Open dgrapov opened 9 years ago
@dgrapov Yes the pain point of using RCA is that you'll have define chunks by yourself. Maybe there's a automatic way of doing it but I am not an expert in that. Maybe @road2stat has some ideas about this?
I suggest you to check lfda package here, which you can train a metric to pre-process data before training a classification model and the trained metric can also be applied to testing set. There's also another package called dml that contains a wider range of metric learning algorithms. So feel free to give it try.
Thanks @terrytangyuan your packages look very promising!

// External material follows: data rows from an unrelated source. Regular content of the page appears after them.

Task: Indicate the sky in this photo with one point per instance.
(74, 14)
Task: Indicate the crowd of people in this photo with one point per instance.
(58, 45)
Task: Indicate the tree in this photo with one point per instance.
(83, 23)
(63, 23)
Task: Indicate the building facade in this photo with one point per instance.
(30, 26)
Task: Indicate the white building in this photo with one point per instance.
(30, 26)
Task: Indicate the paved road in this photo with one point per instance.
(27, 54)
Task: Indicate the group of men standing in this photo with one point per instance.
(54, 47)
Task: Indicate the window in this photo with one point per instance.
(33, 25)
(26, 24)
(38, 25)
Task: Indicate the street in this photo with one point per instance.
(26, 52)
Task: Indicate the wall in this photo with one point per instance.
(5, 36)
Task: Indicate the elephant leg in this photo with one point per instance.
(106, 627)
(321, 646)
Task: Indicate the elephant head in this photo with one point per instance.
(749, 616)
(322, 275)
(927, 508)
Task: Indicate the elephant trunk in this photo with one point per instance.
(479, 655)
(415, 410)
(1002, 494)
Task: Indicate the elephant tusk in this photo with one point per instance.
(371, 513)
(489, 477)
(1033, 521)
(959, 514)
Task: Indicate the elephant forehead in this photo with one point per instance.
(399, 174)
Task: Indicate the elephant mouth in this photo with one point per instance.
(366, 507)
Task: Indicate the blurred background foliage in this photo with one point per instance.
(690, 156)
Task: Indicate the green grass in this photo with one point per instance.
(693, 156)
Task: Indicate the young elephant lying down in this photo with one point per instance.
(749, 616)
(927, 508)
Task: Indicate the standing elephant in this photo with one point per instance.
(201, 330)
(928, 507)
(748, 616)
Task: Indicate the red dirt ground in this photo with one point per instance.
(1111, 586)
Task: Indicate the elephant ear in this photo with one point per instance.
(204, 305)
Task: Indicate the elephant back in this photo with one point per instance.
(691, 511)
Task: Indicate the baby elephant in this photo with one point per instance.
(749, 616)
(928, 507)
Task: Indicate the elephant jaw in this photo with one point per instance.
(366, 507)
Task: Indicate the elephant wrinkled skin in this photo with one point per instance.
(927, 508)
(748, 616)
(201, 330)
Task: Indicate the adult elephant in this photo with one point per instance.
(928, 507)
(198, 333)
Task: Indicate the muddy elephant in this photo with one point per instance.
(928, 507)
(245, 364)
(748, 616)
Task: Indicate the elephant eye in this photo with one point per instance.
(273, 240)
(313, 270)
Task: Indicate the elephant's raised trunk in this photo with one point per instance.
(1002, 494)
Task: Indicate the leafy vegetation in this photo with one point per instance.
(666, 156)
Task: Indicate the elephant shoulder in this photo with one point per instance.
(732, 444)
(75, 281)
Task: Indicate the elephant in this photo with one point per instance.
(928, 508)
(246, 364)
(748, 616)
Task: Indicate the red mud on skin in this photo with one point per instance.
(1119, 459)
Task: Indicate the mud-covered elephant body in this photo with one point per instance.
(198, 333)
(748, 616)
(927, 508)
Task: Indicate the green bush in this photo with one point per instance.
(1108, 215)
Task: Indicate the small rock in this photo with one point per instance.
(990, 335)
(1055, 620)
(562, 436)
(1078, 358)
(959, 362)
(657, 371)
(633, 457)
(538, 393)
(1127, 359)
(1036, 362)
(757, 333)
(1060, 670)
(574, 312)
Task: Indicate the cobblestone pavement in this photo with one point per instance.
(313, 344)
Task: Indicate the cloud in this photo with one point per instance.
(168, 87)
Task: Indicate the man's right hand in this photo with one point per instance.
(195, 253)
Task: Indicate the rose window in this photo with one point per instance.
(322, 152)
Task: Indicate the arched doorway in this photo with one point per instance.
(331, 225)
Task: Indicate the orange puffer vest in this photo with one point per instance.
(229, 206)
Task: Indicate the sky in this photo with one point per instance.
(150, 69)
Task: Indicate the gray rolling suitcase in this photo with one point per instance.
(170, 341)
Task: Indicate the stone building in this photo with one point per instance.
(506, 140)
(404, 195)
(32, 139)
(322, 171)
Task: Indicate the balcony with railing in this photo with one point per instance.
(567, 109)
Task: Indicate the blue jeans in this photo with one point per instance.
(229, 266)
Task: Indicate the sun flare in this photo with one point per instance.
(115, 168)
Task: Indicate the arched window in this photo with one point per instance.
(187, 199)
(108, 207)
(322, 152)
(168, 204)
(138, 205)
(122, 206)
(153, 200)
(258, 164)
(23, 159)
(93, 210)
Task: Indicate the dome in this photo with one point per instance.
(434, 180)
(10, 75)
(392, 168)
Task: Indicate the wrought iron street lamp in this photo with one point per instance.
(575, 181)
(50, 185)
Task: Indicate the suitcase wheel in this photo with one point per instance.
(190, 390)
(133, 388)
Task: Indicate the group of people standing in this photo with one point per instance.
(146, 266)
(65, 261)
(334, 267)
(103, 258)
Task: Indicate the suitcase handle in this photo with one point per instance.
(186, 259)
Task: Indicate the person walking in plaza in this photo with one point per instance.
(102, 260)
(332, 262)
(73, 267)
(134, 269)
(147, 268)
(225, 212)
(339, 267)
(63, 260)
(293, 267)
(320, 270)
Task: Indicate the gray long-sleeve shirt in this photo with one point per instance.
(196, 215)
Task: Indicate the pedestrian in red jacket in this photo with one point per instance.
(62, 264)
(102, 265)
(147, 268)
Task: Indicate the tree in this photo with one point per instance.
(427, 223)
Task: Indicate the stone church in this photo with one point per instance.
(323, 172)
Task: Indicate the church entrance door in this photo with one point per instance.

There is empirical evidence that using RCA as a feature learning method could give a small boost on performance sometimes. I have three comments on this: 1. it's generally difficult to find prior knowledge or define the "chunklets", although one could do this by grouping subsets of samples with the same class label; 2. if we do 1, then the validation procedures should be discrete, to avoid "leaking" information from the test sets to training sets; 3. Due to 1 and 2, one may just use straightforward things like latent factor-based models or autoencoders for feature learning. -Nan
Hello,
Is it possible to use rca as a pre-treatment to classification problems? For example as mentioned in the following manuscripts:
https://www.aaai.org/Papers/AAAI/2008/AAAI08-095.pdf http://papers.nips.cc/paper/2164-distance-metric-learning-with-application-to-clustering-with-side-information.pdf
When I test with the iris data (see here ). It seems that rca might be usable but defining the chunks seems to be arbitrary. Can you please advise?
Thank you.